Here is a question I was recently asked:
I am 53 and have been dieting since I was 14 I am bigger now than I have ever been and yet I watch what I eat and I exercise twice a week. Why is this?
Is there anything more frustrating than feeling like you’re doing all the right things and still not getting anywhere? And yet the situation described in this situation is so common, especially for women over 50. How can it be?
As I see it there are two parts to this question. The first part is the “watching what I eat” and the second part is “exercising twice a week”. Most people would consider these two actions to be the cornerstone of a successful weight loss regime. But for this woman (and countless others) it’s not enough.
So let’s look at each of these in turn.
When it comes to weight loss, I have heard many clients say that when they saw their GP asking for advice about losing weight, the first thing they were told was “join a gym”.
Exercise is NOT enough to lose weight
The first thing to say is that exercise is very good for your health. It has so many benefits for all aspects of your life. But when it comes to weight loss, exercise is NOT enough to lose weight.
This is not true for men. Men can use exercise alone to lose weight. And to an extent, for women in their twenties and thirties , they can use exercise to balance off excess eating. But for women over 50, exercise is not enough. You must reduce the calories you take in.
Which brings us to the second part. Why doesn’t watching what you eat cause you to lose weight.
It depends on what “watching what I eat” means.
Firstly, it could mean that you eat healthily. For example, eating lots of fruit and vegetables. This is very good for your health. But the fact is eating lots of fruit and veggies doesn’t mean you will necessarily lose weight.
This is because eating fruit and vegetables doesn’t affect your portion sizes. It doesn’t stop you snacking a lot. It doesn’t stop you having lots of high calorie foods in addition to the fruit and veggies.

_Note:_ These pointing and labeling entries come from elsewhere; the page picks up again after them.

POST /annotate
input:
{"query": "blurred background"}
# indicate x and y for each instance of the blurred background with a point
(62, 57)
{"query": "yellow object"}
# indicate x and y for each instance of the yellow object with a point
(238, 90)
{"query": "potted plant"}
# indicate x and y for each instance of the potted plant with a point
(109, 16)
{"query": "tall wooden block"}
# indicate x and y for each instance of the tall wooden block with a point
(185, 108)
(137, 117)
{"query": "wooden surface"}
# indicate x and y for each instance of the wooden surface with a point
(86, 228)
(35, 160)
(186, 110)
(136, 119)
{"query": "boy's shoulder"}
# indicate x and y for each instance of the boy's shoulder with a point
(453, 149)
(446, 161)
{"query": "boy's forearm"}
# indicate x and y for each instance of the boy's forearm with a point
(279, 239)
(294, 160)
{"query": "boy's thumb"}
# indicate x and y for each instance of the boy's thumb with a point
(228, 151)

Isn’t this quite annoying? Things that are good for your health, exercise and eating lots of fruit and veggies, are not enough to help you to lose weight. But when you think about it, it explains the experiences of thousands , if not millions of women around the world.
I watch what I eat
But what about people who, when they say “I watch what I eat”, they mean more than just eating healthily? These people really do watch their food portions, try and be careful about snacks and even their friends and family wonder how they can be overweight, since they hardly eat anything.
Generally I have found that people who say they’re careful, when you look at what they eat, they are actually careful. But crucially, they’re not careful all of the time. They might be careful 90% of the time. But the 10% of the time they’re not careful seems to slip under the radar. The 10% often involves snacking.
I’ll give you an example of one of my clients. When we first met, she said “I’m not really sure how I gain weight, because I’m very careful with what I eat. I don’t eat big portions, and I don’t eat a lot of bad foods.”
And over several weeks, with a food diary, we saw that she was indeed very good. She didn’t have huge portions. She was quite careful with what she ate. But… she did snack a lot. There was a lot of grazing; she often picked at food during the day. There were occasional times when she did indulge in chocolate; more than what she had thought.
So if you looked at her food diary, she was great for 90% of the time but the 10% was enough to ruin it. And over several weeks of working with her, she reduced that 10% down (without sacrificing quality of life) and she started losing weight. The fact that she lost weight showed that as careful as she thought she was being, she had some room to move. Otherwise she wouldn’t have lost weight. And that’s true of most people.
The problem here is it’s often very difficult to see it in yourself. It’s hard to be objective about what you’re eating. And even when you think that you’re being careful, you’re actually not.
Some people don’t like to hear this, because they are so sure that they this isn’t true of them. But in my experience, aside from exceptional cases where there might be a medical cause for weight gain, it’s true that people are not as careful as they think are and this is why they can’t lose weight.
So we can see that even when it seems like you’re doing all the right things, it may not be enough to lose weight. In future articles, we’ll be talking about what you can do to lose weight.